Bottom line: we need representativeness in our samples

### Data types

A good way to think about data types is to think in terms of two dimensions: time and individuals/subjects.

It’s a very simple model: time and subject can take either value ‘1’ or ‘many’. So a the start, you have 1 time point and 1 individual. But you can’t say much with that can you? That’s just anecdotal evidence. So let’s see what we get when we expand these dimensions.

### Cross-sectional data

A bunch of individuals, at one period in time

• [Class ex] Mortality rate
• Guiness consumption in this class in September

Like a snapshot: you observe 100ppl at time T

The key is that it only looks at one specific time point or (or period, summarized as a point).

### Time series data

One individual over time. It’s like a tracker measuring a specific variable over time. Like your step counter on your phone or smartwatch, or you personal daily consumption of Guiness over the month.

### Panel data

It’s a tracker on a bunch of people. So it would be getting all of you guys’ step counter and appending them together to form one dataset: a panel data set. In terms of Guiness consumption, it’s your and your classmates daily consumption over the month, for example.

[Show examples of how it appears in a table, stat software]

### Quantitative vs qualitative variables

Quantitative is basically stuff you can measure with numbers. Any examples?

• CO2 concentration in the atmosphere (continuous)
• Liters of Guiness (continuous)
• Pints of Guiness (0 to 2; more than 2 to 4; etc)
• Numbers of brothers and sisters (discrete, can’t slice it in smaller pieces)
• Elevators in a building (discrete)

Qualitative is describing a certain state or feature. Any examples?

• Computer is working / not working (state, nominal)
• Member of political party (nominal)
• Able to speak Irish (nominal)
• “Agree with this statement… (1) mostly not (2) not really (3) indifferent (4) a bit (5) mostly yes” (ordinal)

Coded in what is called a dummy variable.

[Done above]

[Done above]

### Interval vs Ratio

Interval when the interval between two values is meaningful.

Ratio has a clear definition of 0.0 of “it”: there is none (no quantity) when variable equals 0.

Temperature: C° or F° ar interval, Kelvins are ratio.

## Topic A2 — Tables & Graphs

In this topic we divide quantitative data in classes.

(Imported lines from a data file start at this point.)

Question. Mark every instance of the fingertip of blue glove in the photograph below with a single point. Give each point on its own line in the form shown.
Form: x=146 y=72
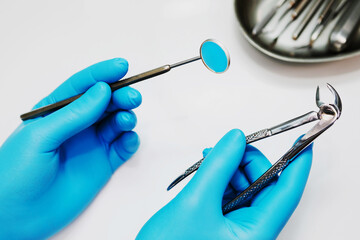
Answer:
x=131 y=142
x=206 y=151
x=135 y=97
x=127 y=120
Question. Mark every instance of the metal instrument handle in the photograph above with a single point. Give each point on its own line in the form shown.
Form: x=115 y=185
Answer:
x=114 y=86
x=328 y=117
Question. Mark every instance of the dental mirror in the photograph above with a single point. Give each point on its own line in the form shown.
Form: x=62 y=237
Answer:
x=214 y=56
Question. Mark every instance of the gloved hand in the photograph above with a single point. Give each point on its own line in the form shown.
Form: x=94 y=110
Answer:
x=52 y=167
x=195 y=213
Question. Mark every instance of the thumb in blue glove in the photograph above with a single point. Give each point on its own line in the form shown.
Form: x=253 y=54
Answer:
x=52 y=167
x=230 y=167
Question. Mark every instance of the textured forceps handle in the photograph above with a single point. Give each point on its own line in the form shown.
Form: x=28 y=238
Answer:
x=265 y=179
x=249 y=139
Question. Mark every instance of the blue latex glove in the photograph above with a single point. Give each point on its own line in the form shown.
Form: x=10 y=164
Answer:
x=52 y=167
x=195 y=213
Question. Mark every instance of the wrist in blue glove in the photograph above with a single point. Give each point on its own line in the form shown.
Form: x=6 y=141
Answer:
x=52 y=167
x=229 y=168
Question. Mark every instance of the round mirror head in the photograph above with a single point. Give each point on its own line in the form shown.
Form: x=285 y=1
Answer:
x=215 y=57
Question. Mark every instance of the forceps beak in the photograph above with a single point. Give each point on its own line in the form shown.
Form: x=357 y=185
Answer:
x=337 y=100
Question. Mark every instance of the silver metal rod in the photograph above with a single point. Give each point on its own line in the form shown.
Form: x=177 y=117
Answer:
x=307 y=19
x=260 y=25
x=185 y=62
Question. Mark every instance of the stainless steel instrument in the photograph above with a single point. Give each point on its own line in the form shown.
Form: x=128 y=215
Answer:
x=327 y=115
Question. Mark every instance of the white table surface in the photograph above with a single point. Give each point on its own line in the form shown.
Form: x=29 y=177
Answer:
x=43 y=42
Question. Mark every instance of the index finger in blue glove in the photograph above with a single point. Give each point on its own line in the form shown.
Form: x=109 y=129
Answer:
x=280 y=202
x=68 y=121
x=126 y=98
x=107 y=71
x=215 y=172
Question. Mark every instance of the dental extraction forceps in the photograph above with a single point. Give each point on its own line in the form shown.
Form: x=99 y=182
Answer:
x=327 y=115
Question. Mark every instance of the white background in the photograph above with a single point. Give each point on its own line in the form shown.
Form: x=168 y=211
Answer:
x=43 y=42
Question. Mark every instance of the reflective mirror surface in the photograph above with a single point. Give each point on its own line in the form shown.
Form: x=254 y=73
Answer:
x=215 y=57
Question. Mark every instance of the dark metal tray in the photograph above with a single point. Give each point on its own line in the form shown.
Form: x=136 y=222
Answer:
x=249 y=12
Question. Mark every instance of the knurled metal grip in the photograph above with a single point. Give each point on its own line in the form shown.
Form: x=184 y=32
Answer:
x=194 y=167
x=245 y=196
x=258 y=135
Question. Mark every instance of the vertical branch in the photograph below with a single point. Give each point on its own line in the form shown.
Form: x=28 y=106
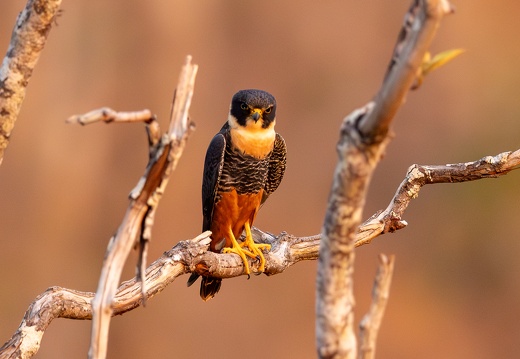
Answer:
x=27 y=41
x=136 y=225
x=371 y=322
x=363 y=138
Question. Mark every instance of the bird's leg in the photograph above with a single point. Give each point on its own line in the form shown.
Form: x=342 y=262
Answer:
x=237 y=249
x=256 y=248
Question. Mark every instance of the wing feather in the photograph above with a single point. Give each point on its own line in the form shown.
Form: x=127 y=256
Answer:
x=277 y=163
x=212 y=170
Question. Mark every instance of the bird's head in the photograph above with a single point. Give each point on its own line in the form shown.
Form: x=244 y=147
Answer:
x=253 y=110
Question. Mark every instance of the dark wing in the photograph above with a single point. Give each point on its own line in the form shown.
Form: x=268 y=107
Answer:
x=276 y=167
x=212 y=171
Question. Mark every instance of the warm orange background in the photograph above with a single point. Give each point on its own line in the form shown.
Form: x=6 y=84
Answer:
x=63 y=188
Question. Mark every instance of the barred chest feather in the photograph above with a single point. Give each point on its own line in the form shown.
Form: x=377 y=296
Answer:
x=243 y=172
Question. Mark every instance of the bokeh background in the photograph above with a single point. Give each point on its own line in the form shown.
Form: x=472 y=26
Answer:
x=63 y=188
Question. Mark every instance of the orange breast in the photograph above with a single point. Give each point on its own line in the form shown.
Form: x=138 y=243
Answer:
x=230 y=214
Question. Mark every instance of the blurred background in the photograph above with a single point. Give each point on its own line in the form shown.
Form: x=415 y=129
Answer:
x=63 y=188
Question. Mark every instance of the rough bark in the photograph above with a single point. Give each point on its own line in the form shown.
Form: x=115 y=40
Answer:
x=27 y=41
x=363 y=138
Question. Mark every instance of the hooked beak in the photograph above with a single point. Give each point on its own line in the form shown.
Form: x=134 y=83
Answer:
x=257 y=113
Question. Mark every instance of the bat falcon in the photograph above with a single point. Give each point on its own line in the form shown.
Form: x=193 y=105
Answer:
x=244 y=164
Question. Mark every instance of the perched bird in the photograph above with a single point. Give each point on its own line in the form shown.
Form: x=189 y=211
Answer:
x=244 y=164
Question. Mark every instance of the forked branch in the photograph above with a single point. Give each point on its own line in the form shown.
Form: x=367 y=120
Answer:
x=287 y=250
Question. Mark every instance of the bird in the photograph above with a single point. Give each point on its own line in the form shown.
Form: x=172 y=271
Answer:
x=244 y=164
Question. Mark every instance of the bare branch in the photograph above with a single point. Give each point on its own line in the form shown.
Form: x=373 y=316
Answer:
x=371 y=322
x=287 y=250
x=363 y=138
x=27 y=41
x=144 y=199
x=57 y=302
x=417 y=176
x=108 y=115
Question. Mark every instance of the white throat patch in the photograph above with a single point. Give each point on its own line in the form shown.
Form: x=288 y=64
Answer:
x=252 y=139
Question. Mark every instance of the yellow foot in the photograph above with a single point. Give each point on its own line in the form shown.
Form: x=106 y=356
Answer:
x=237 y=249
x=255 y=248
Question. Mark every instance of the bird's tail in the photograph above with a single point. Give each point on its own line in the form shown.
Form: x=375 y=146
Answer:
x=208 y=287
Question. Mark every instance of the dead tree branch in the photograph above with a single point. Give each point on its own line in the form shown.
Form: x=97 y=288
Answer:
x=165 y=152
x=27 y=41
x=287 y=250
x=371 y=322
x=363 y=138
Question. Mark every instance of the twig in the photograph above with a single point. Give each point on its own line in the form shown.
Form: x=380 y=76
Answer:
x=27 y=41
x=363 y=138
x=192 y=255
x=371 y=322
x=417 y=176
x=144 y=199
x=57 y=302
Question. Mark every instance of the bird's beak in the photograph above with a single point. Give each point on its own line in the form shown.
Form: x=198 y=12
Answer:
x=257 y=113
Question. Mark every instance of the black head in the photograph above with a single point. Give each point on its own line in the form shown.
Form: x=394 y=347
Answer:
x=255 y=105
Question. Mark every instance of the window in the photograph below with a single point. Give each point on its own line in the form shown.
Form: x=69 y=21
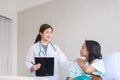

It can be arbitrary, or based on some classification.

### Absolute frequency

It’s the absolute number of times this category appears in your data.

### Relative frequency

It’s the absolute times it appears divided by the total number of observations

### Cumulative frequency

When categories are ordered, you can “stack” the absolute frequencies (total goes to the total number of observations).

### Cumulative relative frequency

Same as above but with relative frequencies (total 100%).

### Histogram

Visual representation of frequency distribution. Two main characteristics:

• Heights: frenquency
• Width: class width

### Polygon

Same, but linking the top of the bars together

### Ogive

Plots the cumulative relative frequency. The x-axis represents the upper limits of each classes.

### Scatter plots

It’s a spatial representation of two variables and shows their relationship together.

When hours of the day vary, does Guiness consumption vary? If you plot time as the x-axis and pints on the y-axis, can we draw the scatter plot?